A research team, jointly led by Yan Xiyun from the Institute of Biophysics under the Chinese Academy of Sciences and Gao Lizeng from Yangzhou University, has for the first time developed a strategy to coordinate nanozymes to target tumor cells and selectively kill tumors. Their findings were published in Nature Communications last week.
During tumor growth and development, elevated levels of hydrogen peroxide (H2O2) are often exhibited in solid tumors, which render tumor cells more resistant to therapeutic treatment.
This situation reduces the effect of chemotherapy.
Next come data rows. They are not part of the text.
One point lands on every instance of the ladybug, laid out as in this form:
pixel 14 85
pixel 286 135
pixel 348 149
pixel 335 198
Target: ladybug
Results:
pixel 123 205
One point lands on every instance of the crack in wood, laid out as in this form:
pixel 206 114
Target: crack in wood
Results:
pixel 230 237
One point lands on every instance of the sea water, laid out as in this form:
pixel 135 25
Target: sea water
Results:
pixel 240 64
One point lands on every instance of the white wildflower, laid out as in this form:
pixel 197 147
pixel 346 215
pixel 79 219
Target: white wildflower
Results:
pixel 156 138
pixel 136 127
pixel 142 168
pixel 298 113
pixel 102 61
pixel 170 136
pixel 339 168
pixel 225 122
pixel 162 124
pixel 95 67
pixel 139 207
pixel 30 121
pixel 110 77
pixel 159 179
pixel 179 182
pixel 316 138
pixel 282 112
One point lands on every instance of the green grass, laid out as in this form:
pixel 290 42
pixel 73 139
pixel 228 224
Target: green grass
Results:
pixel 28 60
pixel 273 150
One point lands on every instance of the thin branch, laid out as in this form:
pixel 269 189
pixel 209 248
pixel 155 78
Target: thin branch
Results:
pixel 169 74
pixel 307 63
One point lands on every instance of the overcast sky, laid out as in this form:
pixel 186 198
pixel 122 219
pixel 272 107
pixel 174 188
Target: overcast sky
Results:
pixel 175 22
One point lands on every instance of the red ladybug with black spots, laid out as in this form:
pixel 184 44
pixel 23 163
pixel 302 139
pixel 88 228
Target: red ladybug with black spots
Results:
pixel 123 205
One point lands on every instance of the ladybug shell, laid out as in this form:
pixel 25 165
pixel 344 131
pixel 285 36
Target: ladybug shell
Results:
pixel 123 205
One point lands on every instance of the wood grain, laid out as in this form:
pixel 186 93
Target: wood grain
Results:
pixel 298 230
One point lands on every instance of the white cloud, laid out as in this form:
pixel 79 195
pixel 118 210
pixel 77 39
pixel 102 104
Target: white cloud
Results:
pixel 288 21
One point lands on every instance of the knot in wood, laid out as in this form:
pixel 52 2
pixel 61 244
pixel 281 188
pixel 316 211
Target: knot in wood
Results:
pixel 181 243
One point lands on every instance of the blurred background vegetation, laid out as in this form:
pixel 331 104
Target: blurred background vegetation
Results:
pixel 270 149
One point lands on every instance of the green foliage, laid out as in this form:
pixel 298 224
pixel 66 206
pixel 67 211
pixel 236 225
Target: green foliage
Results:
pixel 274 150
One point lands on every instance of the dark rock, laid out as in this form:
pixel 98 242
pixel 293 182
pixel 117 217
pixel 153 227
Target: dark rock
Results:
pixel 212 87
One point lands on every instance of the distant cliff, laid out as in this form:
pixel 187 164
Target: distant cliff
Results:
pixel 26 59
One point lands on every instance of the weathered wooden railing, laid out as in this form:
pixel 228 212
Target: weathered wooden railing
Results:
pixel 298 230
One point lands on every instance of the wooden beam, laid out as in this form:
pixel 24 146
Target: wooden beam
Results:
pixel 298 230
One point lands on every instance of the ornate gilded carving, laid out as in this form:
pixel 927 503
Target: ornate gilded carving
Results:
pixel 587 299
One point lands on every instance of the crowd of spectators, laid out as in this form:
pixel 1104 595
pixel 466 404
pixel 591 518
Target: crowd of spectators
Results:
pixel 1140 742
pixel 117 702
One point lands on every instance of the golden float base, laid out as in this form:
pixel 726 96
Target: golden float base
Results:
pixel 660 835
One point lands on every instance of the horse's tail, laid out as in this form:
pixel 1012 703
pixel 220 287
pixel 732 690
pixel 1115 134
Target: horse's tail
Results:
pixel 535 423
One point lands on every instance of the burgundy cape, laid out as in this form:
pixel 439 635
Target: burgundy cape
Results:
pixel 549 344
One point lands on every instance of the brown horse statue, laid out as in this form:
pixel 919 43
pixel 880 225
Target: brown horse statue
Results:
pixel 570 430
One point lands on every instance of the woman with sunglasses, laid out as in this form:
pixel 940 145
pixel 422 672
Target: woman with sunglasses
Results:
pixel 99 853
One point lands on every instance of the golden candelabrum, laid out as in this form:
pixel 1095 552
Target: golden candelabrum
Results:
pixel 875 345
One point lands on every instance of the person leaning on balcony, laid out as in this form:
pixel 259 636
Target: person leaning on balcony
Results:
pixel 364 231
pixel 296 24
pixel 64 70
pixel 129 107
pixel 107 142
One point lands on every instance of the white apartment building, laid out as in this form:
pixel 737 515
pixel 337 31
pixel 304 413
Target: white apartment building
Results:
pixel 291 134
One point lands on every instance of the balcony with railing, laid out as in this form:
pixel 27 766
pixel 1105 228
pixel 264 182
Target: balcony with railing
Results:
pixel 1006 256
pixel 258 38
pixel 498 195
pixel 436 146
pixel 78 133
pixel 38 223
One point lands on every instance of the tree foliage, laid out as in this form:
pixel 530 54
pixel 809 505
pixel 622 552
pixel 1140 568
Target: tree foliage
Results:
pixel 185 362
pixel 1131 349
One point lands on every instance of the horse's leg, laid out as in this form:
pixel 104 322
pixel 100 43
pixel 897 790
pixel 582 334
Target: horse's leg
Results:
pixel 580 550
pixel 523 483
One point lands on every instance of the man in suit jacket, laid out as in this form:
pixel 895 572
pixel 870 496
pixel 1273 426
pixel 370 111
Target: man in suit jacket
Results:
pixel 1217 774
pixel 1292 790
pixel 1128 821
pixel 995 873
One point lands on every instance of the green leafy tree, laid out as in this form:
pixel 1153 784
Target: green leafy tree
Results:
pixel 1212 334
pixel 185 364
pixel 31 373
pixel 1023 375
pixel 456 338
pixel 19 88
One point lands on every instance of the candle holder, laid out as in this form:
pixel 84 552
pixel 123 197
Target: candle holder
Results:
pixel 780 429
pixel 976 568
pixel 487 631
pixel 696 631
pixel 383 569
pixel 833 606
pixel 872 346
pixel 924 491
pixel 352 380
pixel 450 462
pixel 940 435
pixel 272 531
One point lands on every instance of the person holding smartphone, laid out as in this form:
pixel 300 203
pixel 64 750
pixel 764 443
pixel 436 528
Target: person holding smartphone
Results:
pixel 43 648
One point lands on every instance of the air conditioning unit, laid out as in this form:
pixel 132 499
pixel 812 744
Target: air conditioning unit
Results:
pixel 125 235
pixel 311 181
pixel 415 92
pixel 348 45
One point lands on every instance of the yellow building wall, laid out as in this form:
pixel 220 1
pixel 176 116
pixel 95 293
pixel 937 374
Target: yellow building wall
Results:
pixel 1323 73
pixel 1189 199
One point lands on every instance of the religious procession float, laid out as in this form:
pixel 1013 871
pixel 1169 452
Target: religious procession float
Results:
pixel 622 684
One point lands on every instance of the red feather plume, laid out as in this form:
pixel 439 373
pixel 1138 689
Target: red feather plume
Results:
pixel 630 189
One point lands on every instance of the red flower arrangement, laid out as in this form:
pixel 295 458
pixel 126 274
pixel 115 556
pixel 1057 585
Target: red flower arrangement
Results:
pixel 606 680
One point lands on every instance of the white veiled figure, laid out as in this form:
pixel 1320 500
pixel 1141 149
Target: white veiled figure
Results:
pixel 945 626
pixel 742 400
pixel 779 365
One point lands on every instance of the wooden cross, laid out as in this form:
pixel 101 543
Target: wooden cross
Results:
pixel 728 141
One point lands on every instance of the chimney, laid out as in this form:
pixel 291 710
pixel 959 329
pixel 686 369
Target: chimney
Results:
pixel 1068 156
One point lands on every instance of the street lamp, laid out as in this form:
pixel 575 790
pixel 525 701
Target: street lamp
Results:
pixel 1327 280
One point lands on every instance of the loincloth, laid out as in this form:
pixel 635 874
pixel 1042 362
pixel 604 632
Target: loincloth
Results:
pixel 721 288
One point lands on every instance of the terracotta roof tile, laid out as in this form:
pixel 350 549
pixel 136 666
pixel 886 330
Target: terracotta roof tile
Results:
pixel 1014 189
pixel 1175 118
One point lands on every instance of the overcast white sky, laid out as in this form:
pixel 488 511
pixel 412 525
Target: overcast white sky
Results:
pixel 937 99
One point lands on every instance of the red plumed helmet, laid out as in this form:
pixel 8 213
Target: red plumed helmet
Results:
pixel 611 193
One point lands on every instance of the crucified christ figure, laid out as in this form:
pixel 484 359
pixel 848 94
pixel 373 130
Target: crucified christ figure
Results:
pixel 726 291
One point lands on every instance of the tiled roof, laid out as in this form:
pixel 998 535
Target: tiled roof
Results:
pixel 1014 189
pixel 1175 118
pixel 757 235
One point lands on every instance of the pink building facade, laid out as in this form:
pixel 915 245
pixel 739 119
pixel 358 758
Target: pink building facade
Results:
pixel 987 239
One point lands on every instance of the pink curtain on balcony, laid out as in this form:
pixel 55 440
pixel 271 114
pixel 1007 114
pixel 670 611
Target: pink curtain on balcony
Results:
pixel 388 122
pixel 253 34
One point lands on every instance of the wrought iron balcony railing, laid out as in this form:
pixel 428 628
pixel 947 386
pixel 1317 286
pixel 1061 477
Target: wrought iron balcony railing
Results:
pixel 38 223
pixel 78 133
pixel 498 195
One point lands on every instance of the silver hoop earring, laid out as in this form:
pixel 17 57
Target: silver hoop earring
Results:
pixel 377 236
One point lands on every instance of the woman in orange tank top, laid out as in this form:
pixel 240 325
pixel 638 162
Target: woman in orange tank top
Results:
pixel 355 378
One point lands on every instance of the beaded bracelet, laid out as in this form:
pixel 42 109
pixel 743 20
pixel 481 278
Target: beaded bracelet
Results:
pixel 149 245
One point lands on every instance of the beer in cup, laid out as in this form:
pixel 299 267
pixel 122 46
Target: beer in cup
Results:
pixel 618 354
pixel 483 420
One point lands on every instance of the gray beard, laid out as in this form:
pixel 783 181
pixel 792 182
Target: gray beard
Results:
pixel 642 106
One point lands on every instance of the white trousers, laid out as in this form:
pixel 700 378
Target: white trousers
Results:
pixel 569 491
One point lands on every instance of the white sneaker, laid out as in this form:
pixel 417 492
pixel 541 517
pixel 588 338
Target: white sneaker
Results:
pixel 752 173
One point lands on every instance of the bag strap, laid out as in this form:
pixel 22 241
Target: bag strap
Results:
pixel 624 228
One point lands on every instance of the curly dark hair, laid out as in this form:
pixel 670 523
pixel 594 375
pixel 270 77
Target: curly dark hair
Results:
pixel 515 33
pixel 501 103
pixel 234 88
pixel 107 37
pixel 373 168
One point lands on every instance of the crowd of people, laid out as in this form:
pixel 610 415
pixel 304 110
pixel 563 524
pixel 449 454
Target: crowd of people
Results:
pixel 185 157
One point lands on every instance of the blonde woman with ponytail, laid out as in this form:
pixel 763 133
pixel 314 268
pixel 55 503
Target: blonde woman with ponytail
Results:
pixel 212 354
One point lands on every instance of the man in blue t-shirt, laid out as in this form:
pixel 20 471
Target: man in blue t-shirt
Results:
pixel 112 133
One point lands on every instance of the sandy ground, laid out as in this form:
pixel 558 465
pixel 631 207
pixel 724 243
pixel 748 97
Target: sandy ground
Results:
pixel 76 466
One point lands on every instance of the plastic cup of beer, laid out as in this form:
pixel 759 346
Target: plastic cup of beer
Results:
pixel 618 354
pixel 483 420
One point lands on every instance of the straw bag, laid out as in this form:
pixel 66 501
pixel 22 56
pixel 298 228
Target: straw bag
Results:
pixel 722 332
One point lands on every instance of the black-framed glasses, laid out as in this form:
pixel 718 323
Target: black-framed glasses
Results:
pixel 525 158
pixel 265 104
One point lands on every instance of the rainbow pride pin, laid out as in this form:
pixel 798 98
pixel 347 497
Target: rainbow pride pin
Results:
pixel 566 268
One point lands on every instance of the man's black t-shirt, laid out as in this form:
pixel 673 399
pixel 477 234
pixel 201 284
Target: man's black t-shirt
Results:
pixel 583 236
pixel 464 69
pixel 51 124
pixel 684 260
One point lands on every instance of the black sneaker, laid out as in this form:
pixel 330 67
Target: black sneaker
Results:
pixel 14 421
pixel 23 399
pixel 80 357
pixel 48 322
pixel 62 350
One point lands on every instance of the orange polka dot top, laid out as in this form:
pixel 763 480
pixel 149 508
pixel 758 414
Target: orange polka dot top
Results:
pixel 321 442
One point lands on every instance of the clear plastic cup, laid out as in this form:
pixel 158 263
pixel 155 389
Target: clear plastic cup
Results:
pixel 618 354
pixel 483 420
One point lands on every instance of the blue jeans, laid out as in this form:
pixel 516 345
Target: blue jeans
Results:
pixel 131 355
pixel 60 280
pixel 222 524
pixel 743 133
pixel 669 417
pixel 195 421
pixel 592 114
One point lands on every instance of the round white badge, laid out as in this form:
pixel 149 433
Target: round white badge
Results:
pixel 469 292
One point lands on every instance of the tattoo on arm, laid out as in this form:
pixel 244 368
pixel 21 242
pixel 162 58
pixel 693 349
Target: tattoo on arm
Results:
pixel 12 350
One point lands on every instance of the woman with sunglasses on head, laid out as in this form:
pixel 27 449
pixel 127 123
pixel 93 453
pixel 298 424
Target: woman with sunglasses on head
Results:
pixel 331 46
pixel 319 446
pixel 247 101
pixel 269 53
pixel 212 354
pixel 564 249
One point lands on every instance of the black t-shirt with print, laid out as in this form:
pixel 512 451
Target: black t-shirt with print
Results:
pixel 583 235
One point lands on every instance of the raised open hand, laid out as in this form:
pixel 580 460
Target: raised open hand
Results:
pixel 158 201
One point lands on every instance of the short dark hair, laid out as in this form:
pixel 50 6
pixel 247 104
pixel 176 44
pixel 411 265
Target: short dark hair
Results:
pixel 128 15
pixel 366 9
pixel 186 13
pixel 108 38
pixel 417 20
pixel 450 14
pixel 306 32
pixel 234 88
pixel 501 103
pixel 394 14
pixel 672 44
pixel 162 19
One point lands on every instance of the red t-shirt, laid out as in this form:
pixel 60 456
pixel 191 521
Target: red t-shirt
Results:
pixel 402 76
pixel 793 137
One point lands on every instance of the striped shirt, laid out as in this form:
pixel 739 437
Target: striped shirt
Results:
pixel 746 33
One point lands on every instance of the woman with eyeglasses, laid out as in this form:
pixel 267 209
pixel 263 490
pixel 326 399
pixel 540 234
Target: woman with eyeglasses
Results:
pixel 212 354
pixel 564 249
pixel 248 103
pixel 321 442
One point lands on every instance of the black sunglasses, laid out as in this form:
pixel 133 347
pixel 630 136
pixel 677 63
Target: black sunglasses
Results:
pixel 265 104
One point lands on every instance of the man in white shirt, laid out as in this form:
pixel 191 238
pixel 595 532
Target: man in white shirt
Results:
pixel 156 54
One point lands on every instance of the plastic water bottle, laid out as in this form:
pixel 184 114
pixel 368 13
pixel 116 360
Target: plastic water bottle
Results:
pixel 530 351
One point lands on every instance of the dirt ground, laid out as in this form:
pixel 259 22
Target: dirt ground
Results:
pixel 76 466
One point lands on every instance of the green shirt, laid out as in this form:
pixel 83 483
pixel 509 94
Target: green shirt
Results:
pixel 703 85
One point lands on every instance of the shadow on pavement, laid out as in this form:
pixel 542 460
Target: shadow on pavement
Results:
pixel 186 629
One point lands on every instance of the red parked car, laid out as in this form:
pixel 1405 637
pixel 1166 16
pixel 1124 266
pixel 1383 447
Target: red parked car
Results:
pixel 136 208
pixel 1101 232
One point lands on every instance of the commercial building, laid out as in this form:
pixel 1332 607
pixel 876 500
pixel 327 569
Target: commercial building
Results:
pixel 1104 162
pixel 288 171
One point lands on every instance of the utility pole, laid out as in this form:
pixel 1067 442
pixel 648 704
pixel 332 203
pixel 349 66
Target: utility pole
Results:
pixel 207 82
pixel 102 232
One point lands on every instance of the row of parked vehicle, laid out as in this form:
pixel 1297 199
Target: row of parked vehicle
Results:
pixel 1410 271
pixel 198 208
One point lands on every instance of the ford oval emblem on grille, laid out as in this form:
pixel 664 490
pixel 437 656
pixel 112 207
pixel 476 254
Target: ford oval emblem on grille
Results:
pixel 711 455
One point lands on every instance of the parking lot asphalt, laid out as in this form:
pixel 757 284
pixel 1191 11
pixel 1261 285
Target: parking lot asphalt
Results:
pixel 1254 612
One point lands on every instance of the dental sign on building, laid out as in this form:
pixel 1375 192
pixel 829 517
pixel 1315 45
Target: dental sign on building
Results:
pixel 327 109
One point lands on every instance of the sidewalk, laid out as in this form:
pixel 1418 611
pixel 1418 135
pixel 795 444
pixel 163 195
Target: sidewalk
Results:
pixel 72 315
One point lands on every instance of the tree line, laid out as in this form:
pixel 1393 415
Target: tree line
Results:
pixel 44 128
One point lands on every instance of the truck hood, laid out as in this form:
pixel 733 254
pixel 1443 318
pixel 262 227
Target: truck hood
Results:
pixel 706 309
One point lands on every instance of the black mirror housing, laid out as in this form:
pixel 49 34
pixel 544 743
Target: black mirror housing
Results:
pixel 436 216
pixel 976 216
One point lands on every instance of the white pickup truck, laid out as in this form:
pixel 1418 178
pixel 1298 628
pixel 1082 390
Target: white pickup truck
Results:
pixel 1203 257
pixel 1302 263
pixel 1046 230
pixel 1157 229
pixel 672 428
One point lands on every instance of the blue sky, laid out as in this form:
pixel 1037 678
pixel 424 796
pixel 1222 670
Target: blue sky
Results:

If the accumulated H2O2 can be combined with oxygen to be converted into a toxic reactive oxygen species, this may enable more effective means of tumor therapy, according to Yan.
Previously natural enzymes were used, however, they were less sensitive and not as stable, so enzyme mimics or artificial enzymes were developed, but the efficiency of enzyme mimics was often insufficient.
Therefore, the team has developed a nanozyme which has shown excellent bio-compatibility.
To optimize its performance for tumor therapy, scientists used ferritin, an intracellular protein found in most human tissue, to modify the surface of the nanozymes to enable them to target tumors.
Tests demonstrated that ferritin-modified nanozymes suppressed tumors in animal models, and proved the feasibility of using nanozymes for tumor therapy.
"If modified, nanozymes can function as Trojan horses, transporting cell-destroying compounds into tumor cells," said Yan.
Nanozymes can be fine-tuned via size, dosage, and surface modification. In addition, they have multiple functions, high stability, and are easy to scale up at a low cost, according to the study.
"We hope this nanozyme-based tumor therapy can enable new strategies for cancer treatment," Yan said.